Domänencontroller dienen zur Speicherung von Verzeichnisdaten und zur Verwaltung der Kommunikation zwischen Benutzern und Domänenn, darunter Benutzeranmeldungen, Authentifizierung und Suchvorgänge in Verzeichnissen. Domänencontroller synchronisieren Verzeichnisdaten mithilfe der Multimasterreplikation und garantieren die Konsistenz von Daten. Weitere Informationen zur Multimasterreplikation finden Sie unter Übersicht über die Replikation.

Active Directory unterstützt die Multimasterreplikation von Verzeichnisdaten zwischen allen Domänencontrollern in einer Domäne. Die Multimasterreplikation ist jedoch nicht für jede Replikation von Verzeichnisdaten geeignet. In diesem Fall verarbeitet ein Domänencontroller, der so genannte Betriebsmaster die Daten. In einer Active Directory-Gesamtstruktur gibt es mindestens fünf verschiedene Betriebsmasterrollen, die einem oder mehreren Domänencontrollern zugewiesen werden.
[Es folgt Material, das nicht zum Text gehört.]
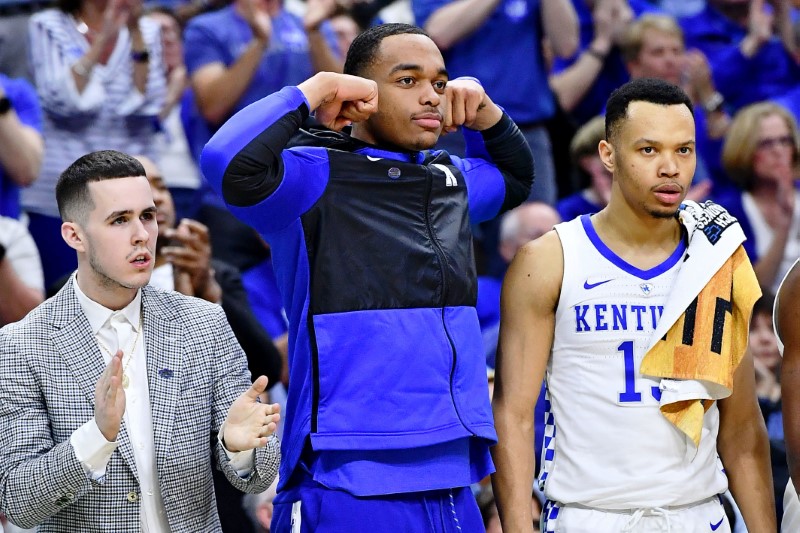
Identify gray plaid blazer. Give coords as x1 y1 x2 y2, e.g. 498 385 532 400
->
0 280 280 533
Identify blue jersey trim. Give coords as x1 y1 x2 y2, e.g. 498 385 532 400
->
581 215 686 280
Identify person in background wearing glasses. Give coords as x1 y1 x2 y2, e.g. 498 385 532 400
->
716 102 800 291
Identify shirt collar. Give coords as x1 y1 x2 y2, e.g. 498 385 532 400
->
72 273 142 335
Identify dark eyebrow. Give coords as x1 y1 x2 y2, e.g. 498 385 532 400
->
636 138 696 146
106 209 133 221
389 63 450 79
101 205 158 222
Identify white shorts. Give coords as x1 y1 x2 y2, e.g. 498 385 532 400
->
542 496 731 533
781 478 800 533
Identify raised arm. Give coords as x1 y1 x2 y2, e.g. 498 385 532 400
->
200 72 378 231
492 231 564 532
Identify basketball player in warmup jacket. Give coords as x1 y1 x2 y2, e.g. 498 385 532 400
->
493 79 776 533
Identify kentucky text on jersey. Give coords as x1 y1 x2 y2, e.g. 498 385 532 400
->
573 304 664 333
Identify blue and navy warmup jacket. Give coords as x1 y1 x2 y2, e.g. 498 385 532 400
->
201 87 533 495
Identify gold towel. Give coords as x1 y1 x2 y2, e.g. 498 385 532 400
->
640 245 761 446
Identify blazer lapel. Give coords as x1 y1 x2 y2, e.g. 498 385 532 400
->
142 286 183 472
52 277 139 480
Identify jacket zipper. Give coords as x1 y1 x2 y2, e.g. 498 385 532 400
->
425 168 467 428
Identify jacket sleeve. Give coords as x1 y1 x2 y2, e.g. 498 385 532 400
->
0 328 102 528
200 87 328 233
453 113 534 222
211 308 280 492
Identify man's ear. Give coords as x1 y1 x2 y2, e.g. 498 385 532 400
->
61 222 86 252
597 140 614 174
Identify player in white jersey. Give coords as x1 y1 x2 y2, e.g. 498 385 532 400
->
772 260 800 532
493 79 776 533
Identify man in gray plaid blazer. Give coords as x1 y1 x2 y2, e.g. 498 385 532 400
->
0 151 280 532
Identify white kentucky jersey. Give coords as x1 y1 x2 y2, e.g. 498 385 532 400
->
539 215 728 510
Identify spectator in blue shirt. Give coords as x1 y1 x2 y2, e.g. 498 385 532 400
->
0 74 44 218
412 0 578 205
550 0 659 124
681 0 800 110
558 115 611 221
717 102 800 292
182 0 343 272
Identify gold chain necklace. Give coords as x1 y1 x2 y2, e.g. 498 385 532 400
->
95 309 143 389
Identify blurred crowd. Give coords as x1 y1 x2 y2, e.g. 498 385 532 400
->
0 0 800 532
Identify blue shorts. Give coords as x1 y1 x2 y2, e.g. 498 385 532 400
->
270 484 485 533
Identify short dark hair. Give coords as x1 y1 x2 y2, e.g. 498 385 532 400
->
606 78 694 141
344 23 430 76
56 150 145 222
57 0 83 15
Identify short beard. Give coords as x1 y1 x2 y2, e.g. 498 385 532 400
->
647 209 678 220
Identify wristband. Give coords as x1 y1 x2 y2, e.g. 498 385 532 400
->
131 50 150 63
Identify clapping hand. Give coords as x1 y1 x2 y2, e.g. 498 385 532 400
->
222 376 281 452
94 350 125 442
442 79 503 133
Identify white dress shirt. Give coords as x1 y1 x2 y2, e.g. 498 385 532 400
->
70 276 254 533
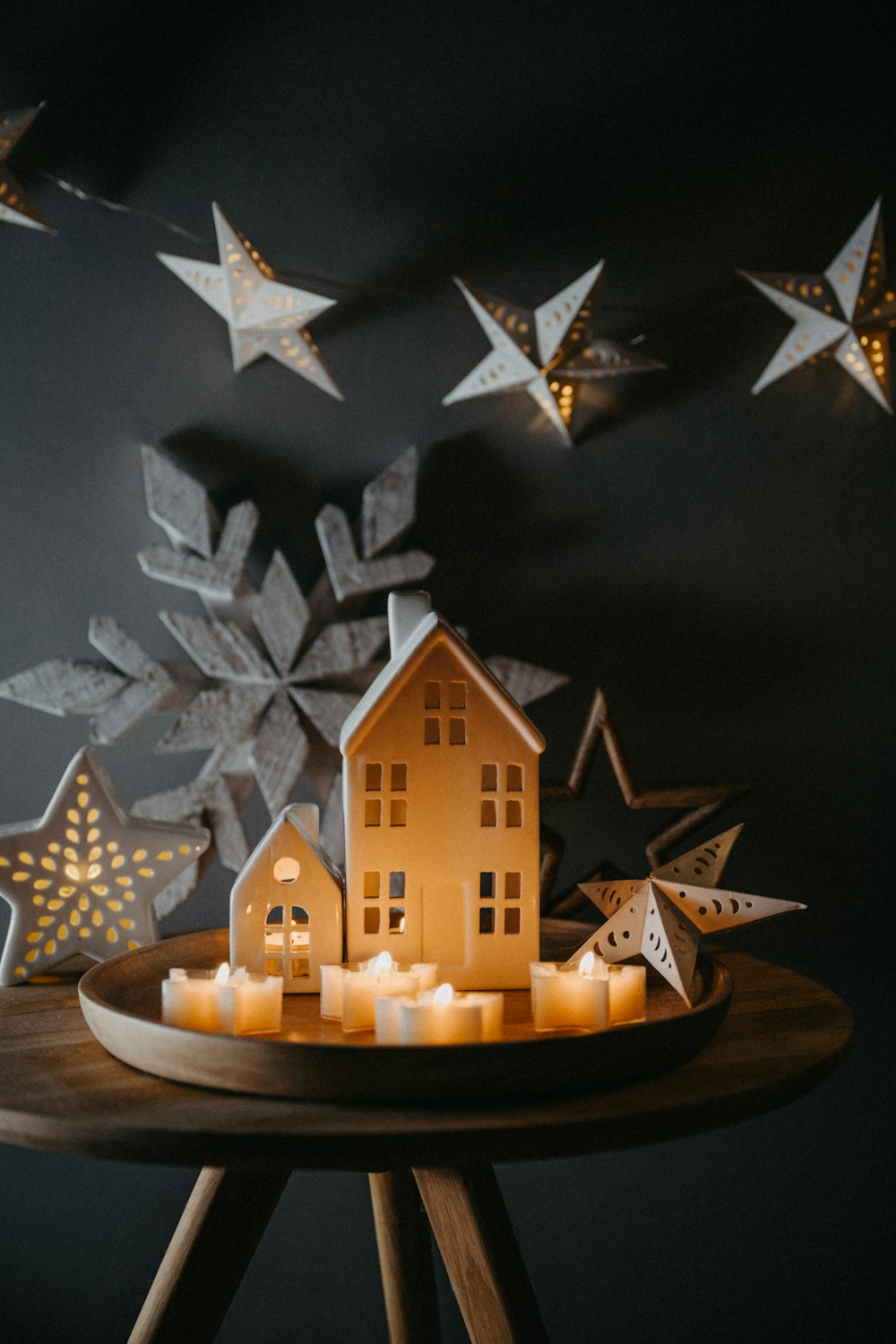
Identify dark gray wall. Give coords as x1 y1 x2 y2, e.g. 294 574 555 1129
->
0 0 896 1344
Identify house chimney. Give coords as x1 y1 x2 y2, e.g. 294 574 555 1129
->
388 593 433 658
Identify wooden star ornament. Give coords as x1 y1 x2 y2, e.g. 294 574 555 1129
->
570 827 806 1005
740 201 896 416
442 261 665 448
0 750 211 986
0 105 54 234
157 204 342 402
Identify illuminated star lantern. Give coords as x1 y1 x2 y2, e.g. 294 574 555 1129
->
570 827 806 1005
0 108 52 233
740 201 896 414
442 261 665 448
0 750 210 986
157 204 342 402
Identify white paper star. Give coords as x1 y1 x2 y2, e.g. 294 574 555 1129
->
0 750 211 986
157 204 342 402
740 201 896 414
442 261 664 448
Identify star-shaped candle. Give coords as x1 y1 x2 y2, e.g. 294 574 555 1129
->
159 204 342 402
0 750 210 986
442 261 664 446
0 108 52 233
742 201 896 414
570 827 806 1004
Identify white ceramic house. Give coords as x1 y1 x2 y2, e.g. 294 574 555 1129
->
340 593 544 989
229 804 342 995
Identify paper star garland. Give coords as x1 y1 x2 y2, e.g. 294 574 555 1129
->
0 108 52 234
570 827 806 1005
157 204 342 402
442 261 665 448
740 201 896 414
0 750 211 986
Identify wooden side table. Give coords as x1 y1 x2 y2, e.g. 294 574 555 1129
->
0 953 852 1344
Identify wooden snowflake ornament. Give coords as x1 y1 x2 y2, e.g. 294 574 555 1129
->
442 261 665 448
0 750 211 986
740 201 896 414
570 827 806 1005
157 204 342 402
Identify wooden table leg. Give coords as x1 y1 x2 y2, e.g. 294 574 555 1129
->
129 1167 290 1344
414 1167 548 1344
369 1171 442 1344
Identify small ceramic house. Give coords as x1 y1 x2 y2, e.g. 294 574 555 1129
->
229 804 342 995
340 593 544 989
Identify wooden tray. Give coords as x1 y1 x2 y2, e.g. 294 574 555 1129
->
79 926 731 1105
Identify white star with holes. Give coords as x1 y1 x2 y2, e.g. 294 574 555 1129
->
157 204 342 402
740 201 896 416
0 750 211 986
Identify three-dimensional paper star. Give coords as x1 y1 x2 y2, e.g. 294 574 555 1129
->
570 827 806 1005
0 750 211 986
0 108 52 233
740 201 896 414
442 261 664 448
157 204 342 402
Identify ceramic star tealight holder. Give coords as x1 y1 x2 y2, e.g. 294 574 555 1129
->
0 750 211 986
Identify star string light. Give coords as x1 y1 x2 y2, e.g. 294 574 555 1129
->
740 199 896 414
442 261 665 448
157 204 342 402
0 750 211 986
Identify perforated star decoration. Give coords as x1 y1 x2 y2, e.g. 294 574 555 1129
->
0 750 211 986
157 204 342 402
570 827 806 1005
442 261 665 446
0 108 52 234
740 201 896 414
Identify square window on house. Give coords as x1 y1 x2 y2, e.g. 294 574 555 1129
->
364 798 380 827
449 682 466 710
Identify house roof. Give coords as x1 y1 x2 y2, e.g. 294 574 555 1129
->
339 593 544 757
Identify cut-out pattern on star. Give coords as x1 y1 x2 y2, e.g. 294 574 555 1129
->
570 827 806 1004
0 104 54 234
442 261 665 446
157 204 342 402
0 750 210 986
740 201 896 414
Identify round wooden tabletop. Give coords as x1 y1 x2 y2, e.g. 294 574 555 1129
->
0 952 852 1171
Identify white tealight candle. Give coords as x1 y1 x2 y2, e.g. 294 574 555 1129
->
530 952 610 1031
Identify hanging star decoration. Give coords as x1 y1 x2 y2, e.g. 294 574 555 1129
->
0 750 211 986
570 827 806 1005
740 199 896 416
442 261 665 448
157 204 342 402
0 104 54 234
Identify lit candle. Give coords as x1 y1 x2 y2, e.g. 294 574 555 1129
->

Wenn sich die Anforderungen der Computerumgebung ändern, möchten Sie u. U. auch die Funktion eines Servers ändern. Mit dem Assistenten zum Installieren von Active Directory können Sie Active Directory auf einem Mitgliedsserver installieren, um ihn zu einem Domänencontroller zu machen, oder Sie können Active Directory von einem Domänencontroller entfernen, um ihn zu einem Mitgliedsserver zu machen.

Betriebsmasterrollen

In einer Windows-2000-Domäne sind alle Domänencontroller (DCs) gleichberechtigt, sie fungieren als Peers. Im Unterschied zu NT4 kann bei Windows 2000/2003 eine Verzeichnisänderung auf jedem DC durchgeführt werden. Die Multimasterreplikation sorgt dann dafür, dass diese Änderungen auf alle DCs der Domäne kopiert werden.

Es gibt jedoch einige DCs, die allein für bestimmte Änderungen zuständig sind. Diese speziellen Server-Rollen werden unter dem Begriff 'Betriebsmaster' (operation masters) zusammengefasst, machmal liest man auch FSMO (Flexible single operation master, gesprochen 'Fismo'). Es gibt zwei gesamtstrukturweite FISMOs, d.h. die Replikation dieser FISMOs untereinander efolgt gesamtstrukturweit:

1x pro Forest

Schema Master

Der Schema-Master verwaltet alle Änderungen am Schema. Das Schema definiert alle Objekttypen der AD-Datenbank.
Domänennamen-Master

Er kontrolliert das Hinzufügen und Entfernen von Domänen in der Gesamtstruktur.
Zusätzlich gibt es drei domänenweite FISMOs:

 
1x pro Domäne
RID-Master

Stellt den DCs seiner Domäne sogenannte Relative IDs (RID) in Kontingenten zur Verfügung. RIDs benötigen die DCs bei der Erzeugung von Security Principals, das sind User-, Gruppen- oder Computer-Objekten. Zusammen mit der SID. SID, die innerhalb einer Domäne immer gleich ist, ergibt sich daraus die endgültige SID.

PDC-Emulator

Übernimmt die Rolle des PDC in einem Windows 2000/2003-Netz, das auch andere nicht-Windows 2000/XP-Clients oder BDCs enthält. Überwacht Anmeldungen und Paßwortänderungen.

Infrastruktur-Master

Löst Inter-Domain-Referenzen auf. Werden zum Beispiel Gruppenmitglieder umbenannt, so sind sie vorerst aus der Gruppe verschwunden, und zwar solange bis der Infrastrukturmaster die neuen Namen in der Gruppe einträgt, wodurch sie wieder zu Gruppenmitgliedern werden.